Chester Trelease – a global traveller
Chester Trelease travelled many thousands of miles in his short life: Chester’s story is one of those featured in our World War One project, Heart of Conflict.
He was born in Michigan in 1889 where his father was working as a miner.
By the age of eight he had returned with his family to Cornwall where he became a member of Redruth Wesleyan’s Young Man’s Bible Class.
In his late teens, he set off up to London to train as an apprentice compositor (setting type) in Harrow. By 1911, he was lodging with his first cousin, Thomas Charles Ellyatt.
However, two years later, in 1913 he emigrated to Australia.
He ended up in a remote mining town Murrin Murrin, 549 miles east of Perth, and worked as a labourer.
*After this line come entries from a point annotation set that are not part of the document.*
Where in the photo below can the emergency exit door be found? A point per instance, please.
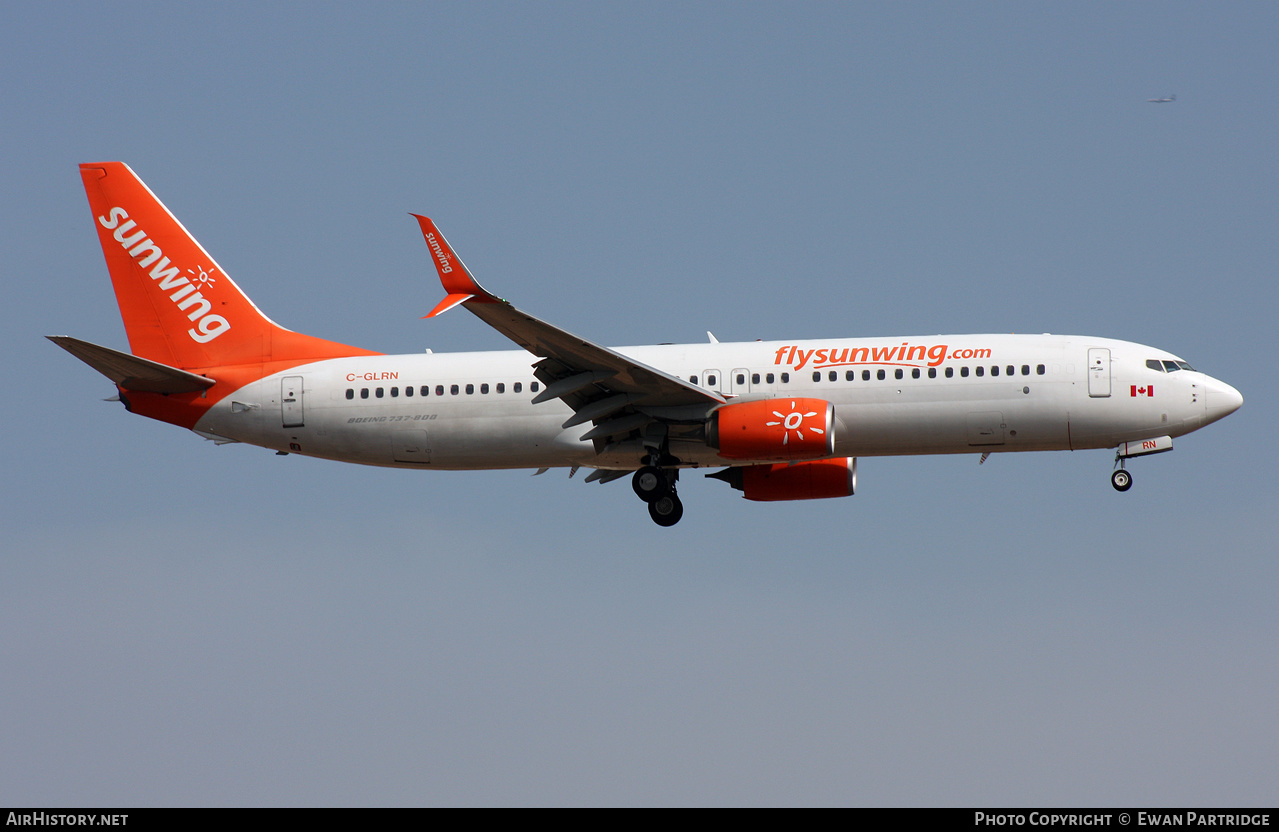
(290, 401)
(1099, 372)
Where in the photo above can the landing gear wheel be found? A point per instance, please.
(650, 483)
(666, 510)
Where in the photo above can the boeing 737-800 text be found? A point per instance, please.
(782, 419)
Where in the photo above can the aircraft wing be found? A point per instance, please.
(618, 394)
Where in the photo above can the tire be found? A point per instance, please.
(666, 510)
(650, 483)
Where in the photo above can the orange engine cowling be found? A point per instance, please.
(814, 479)
(774, 428)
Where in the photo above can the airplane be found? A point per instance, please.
(779, 419)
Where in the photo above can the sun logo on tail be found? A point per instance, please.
(200, 276)
(793, 421)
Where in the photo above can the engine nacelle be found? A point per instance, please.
(814, 479)
(774, 428)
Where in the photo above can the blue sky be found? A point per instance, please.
(187, 624)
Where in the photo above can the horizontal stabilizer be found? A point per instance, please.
(132, 372)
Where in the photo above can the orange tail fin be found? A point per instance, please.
(179, 307)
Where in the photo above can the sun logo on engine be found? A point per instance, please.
(793, 421)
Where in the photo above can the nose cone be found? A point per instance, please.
(1222, 400)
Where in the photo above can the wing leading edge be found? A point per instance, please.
(617, 394)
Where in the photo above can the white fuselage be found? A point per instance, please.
(1032, 394)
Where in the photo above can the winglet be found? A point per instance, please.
(457, 280)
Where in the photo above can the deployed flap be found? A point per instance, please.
(132, 372)
(564, 354)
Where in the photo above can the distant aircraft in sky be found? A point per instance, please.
(782, 419)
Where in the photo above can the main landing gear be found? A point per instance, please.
(1121, 478)
(656, 486)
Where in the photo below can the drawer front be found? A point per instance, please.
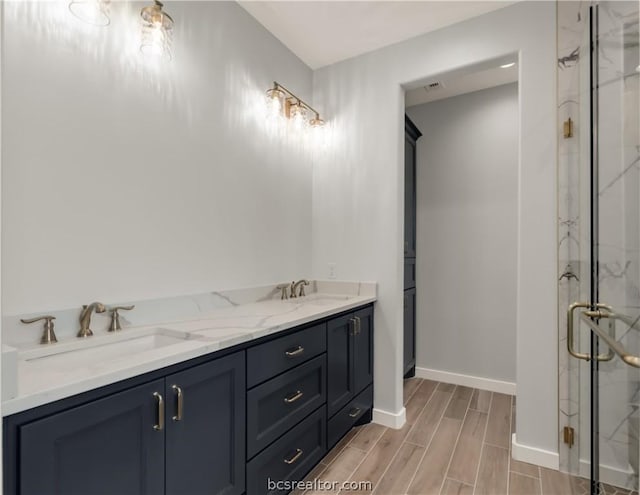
(267, 360)
(342, 422)
(277, 405)
(409, 273)
(290, 458)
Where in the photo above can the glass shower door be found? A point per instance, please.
(609, 324)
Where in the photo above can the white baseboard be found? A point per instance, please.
(501, 387)
(389, 419)
(534, 455)
(608, 474)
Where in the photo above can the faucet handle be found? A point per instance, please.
(302, 284)
(48, 336)
(115, 317)
(283, 291)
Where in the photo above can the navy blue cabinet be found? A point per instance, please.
(183, 434)
(411, 135)
(205, 432)
(215, 425)
(349, 372)
(409, 330)
(104, 447)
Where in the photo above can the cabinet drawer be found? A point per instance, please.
(342, 422)
(267, 360)
(277, 405)
(290, 458)
(409, 273)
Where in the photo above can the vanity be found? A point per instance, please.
(228, 412)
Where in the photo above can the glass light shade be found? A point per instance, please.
(275, 98)
(94, 12)
(316, 122)
(157, 32)
(298, 115)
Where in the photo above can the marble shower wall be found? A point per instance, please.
(572, 43)
(619, 219)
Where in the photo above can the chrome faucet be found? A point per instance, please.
(85, 318)
(295, 285)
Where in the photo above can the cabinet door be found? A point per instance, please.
(363, 350)
(205, 450)
(409, 329)
(339, 357)
(101, 448)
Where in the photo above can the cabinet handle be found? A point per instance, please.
(294, 397)
(180, 403)
(160, 400)
(295, 457)
(295, 352)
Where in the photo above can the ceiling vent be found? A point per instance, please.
(434, 86)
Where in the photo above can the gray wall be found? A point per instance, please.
(358, 193)
(123, 180)
(467, 186)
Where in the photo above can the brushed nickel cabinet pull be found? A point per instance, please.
(294, 458)
(294, 397)
(160, 401)
(354, 412)
(296, 352)
(180, 403)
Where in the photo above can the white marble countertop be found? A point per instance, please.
(61, 375)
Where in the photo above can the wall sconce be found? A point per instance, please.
(94, 12)
(157, 31)
(284, 102)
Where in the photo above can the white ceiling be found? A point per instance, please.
(325, 32)
(454, 84)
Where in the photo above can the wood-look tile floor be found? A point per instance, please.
(457, 441)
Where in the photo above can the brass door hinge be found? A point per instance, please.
(568, 128)
(569, 436)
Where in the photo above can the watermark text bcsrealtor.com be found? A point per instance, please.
(317, 485)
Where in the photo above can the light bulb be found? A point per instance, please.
(157, 30)
(298, 116)
(274, 102)
(316, 122)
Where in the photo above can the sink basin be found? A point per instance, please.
(322, 299)
(100, 349)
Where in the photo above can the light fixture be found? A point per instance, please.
(157, 31)
(284, 102)
(275, 99)
(297, 115)
(94, 12)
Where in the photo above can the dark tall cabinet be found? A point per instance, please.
(411, 135)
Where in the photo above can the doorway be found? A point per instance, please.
(467, 224)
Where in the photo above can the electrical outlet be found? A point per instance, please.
(332, 270)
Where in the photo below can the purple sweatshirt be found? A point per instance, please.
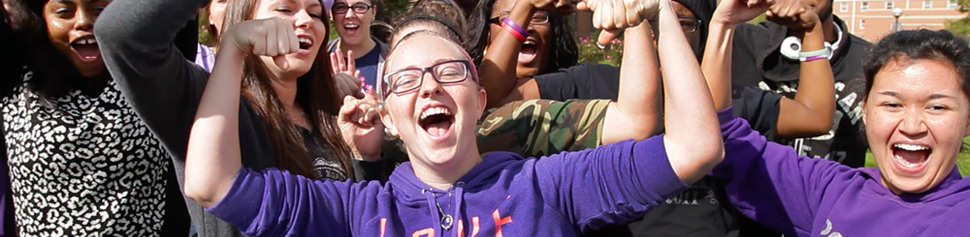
(815, 197)
(558, 195)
Perhaps he was drawn back to the mining life he knew with his father. Murrin Murrin is now a ghost town.
In 1916 Chester volunteered to fight with the Australian Imperial Forces and went to France.
At the Front he remembered his old friends at Redruth Wesleyan and in February 1918 wrote a letter thanking them for a Christmas gift of a wallet.
Four months later, he was dead.
He is buried at Franvillers, France, but is remembered with his mother Elizabeth (Bessie) on a gravestone at St Euny Church, Redruth.